In a previous post I discussed ideas that the power of place is intrinsic and somehow waiting for us to discover it. This is half the story. John Agnew and James Duncan in the preface to their 1989 book The Power of Place: Bringing together geographical and sociological imaginations say their intention was to raise interest in the notion of place as a medium of political and economic power. The implication of this intention is that power is created, given to or ascribed to places because places are produced and not merely pre-ordained locations. In other words, places serve as vehicles to express human powers and status. Versions of this happen on a range of spatial scales from the home to the nation, and the process of ascribing power can be from the bottom up through community action, or from the top down through as a demonstration of the authority of those who are politically and economically dominant.
Power Ascribed to Small Places
Dennis Saleebey in a 2004 paper on “The Power of Place” has written convincingly of “the power of small” for understanding person-environment relations in his discipline of social work. And he lists what he means by small: “rooms, apartments, office cubicles, gardens, cars, atria, hallways, city blocks, cells, classrooms, restaurants, bars, neighbourhood stores, and the like.” These small places are powerful because they affect us directly in various ways depending on the number of people occupying them, the level of stimulation (noises, colour, clutter), and the meanings of things such as pictures and furniture. A very specific example of the power of small places is the 2003 phenomenological study in the journal Midwifery on the Power of Place, which investigates the power that place holds over post-natal experiences of women. Not surprisingly this study concluded that women giving birth in hospitals experienced various degrees of alienation and disempowerment, while the familiar territory of home offered feelings of support, security and control. In the latter case the home place had a quality of positive power associated with having been lived in, whereas in the former the power of place was experienced as impersonal and bureaucratic.
Two examples of the power of small places. Grenoble Day Care is in Flemingdon Park in Toronto. Ourplace (the name is on the green poster) is an non-profit that provides simple transition accommodation for the homeless in Victoria, British Columbia.

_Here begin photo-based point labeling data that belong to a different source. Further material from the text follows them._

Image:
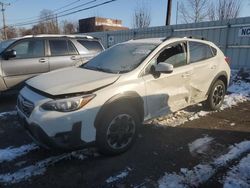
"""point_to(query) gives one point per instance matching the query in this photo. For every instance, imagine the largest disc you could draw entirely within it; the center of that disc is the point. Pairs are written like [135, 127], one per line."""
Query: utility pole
[169, 9]
[177, 12]
[4, 24]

A very different idea of the quality of power ascribed to small places was also at the basis of a survey and report titled The Power of Place: The Office Renaissance, commissioned in 2014 by Steelcase, an office furniture company. This concluded that, in the context of changing business practices, office spaces need to be reimagined in order to promote better employee engagement and retention, and that this could be achieved by creating a palette of places in open plan offices that augment people’s interactions with each other while providing access to resources that can only found at work. Of course, Steelcase can provide the advice and furniture needed to achieve this. In other words, better office places are powerful because they promote productivity.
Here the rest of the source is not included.